Ooredoo Group, Zain Group and UAE-based TASC Towers Holding have entered into a negotiation that will see them combine their approximately 30,000 telecommunication tower assets in Qatar, Kuwait, Algeria, Tunisia, Iraq and Jordan into a jointly owned independent tower company in a cash and share deal. This new partnership will form the largest tower company in the MENA region.
The expanded tower company will continue to operate as an independent and standalone entity, providing passive infrastructure as a service throughout the region with a focus on operational efficiencies, synergies and reduction of carbon footprint, as per a joint company statement.
Both Ooredoo and Zain will retain their respective active infrastructure, including wireless communication antennas, intelligent software, and intellectual property, with respect to managing their telecom networks.
This transaction will create a potential shareholder value uplift for both Ooredoo Group and Zain Group through a more efficient capital structure. Both operators are committed to executing on their respective growth strategies to unlock significant capital and maximize value for shareholders while at the same time reducing the carbon footprint within the MENA region.

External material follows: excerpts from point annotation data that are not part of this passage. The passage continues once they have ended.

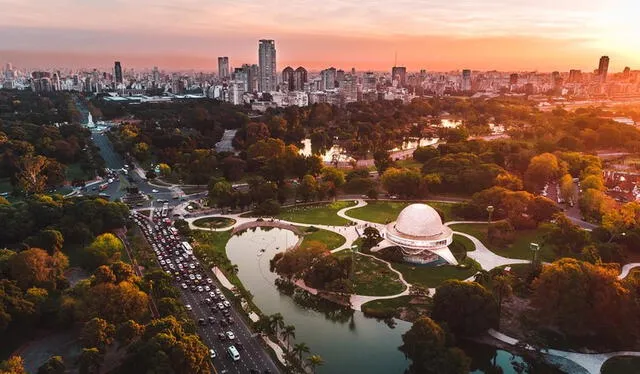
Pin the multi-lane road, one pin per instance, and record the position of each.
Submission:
(207, 314)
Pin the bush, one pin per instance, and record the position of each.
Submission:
(501, 233)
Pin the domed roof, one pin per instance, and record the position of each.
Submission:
(419, 220)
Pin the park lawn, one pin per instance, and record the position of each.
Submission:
(372, 277)
(518, 249)
(387, 211)
(329, 238)
(621, 365)
(319, 214)
(433, 276)
(214, 222)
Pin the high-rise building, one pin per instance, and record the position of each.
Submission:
(328, 78)
(603, 68)
(399, 74)
(299, 78)
(117, 72)
(223, 67)
(466, 80)
(287, 78)
(267, 64)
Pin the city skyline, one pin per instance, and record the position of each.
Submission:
(435, 35)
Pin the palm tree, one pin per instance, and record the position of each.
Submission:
(300, 349)
(288, 332)
(483, 277)
(276, 322)
(315, 361)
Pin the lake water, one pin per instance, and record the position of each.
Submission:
(347, 340)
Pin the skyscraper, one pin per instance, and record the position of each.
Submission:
(399, 74)
(466, 80)
(118, 72)
(603, 68)
(223, 67)
(267, 65)
(299, 78)
(287, 78)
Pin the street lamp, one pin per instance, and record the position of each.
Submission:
(535, 248)
(490, 211)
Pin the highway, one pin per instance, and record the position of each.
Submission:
(253, 358)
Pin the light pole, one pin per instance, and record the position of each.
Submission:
(535, 248)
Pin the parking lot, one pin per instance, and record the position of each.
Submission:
(232, 346)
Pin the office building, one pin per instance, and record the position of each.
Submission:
(117, 72)
(223, 67)
(466, 80)
(288, 78)
(603, 68)
(267, 65)
(299, 78)
(399, 75)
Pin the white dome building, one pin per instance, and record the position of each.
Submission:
(421, 236)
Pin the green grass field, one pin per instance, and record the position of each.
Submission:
(372, 277)
(432, 276)
(214, 222)
(621, 365)
(319, 214)
(387, 211)
(331, 239)
(518, 249)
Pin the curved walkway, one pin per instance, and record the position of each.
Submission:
(592, 362)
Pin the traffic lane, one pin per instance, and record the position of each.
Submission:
(253, 355)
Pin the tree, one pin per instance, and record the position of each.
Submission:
(288, 332)
(315, 361)
(542, 169)
(299, 349)
(382, 161)
(573, 295)
(13, 365)
(370, 237)
(104, 250)
(31, 176)
(54, 365)
(127, 332)
(425, 344)
(90, 361)
(97, 333)
(467, 308)
(36, 268)
(276, 321)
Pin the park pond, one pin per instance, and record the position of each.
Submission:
(348, 341)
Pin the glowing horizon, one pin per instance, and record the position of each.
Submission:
(440, 35)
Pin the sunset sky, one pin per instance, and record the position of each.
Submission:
(539, 35)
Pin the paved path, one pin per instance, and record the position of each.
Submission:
(591, 362)
(626, 269)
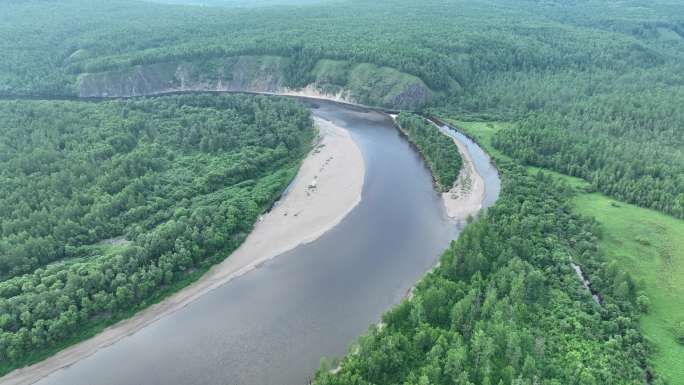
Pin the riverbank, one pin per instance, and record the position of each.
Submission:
(466, 196)
(327, 187)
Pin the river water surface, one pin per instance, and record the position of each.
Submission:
(272, 325)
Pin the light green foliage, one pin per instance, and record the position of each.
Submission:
(439, 150)
(658, 266)
(504, 306)
(181, 178)
(647, 244)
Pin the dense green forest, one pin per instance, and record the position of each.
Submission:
(593, 89)
(439, 151)
(131, 197)
(594, 73)
(504, 306)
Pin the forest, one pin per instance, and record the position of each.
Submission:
(106, 205)
(527, 62)
(93, 195)
(438, 149)
(504, 306)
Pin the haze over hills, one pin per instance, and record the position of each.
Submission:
(573, 276)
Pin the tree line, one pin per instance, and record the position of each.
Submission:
(440, 151)
(177, 181)
(504, 306)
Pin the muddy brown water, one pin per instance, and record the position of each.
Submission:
(272, 325)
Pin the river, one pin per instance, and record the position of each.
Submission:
(272, 325)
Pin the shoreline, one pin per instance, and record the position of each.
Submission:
(466, 196)
(327, 187)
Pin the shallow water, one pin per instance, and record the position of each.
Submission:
(272, 325)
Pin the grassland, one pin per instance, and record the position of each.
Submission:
(646, 243)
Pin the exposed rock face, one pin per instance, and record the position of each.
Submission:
(245, 73)
(377, 86)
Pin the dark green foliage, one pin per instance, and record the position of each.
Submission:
(182, 178)
(505, 306)
(439, 150)
(485, 58)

The parties will proceed with negotiations on an exclusive basis, with a view to signing definitive agreements in Q3 2023. Ooredoo’s tower network in Oman is following a stand-alone process.
The potential transaction remains subject to, amongst other factors, agreement on final terms, the signing of definitive agreements and the obtaining of all required corporate and regulatory approvals. The implementation of this transaction is expected to be executed on a customized timeline for each market, considering the regulatory environment and ensuring a smooth transition for the operations.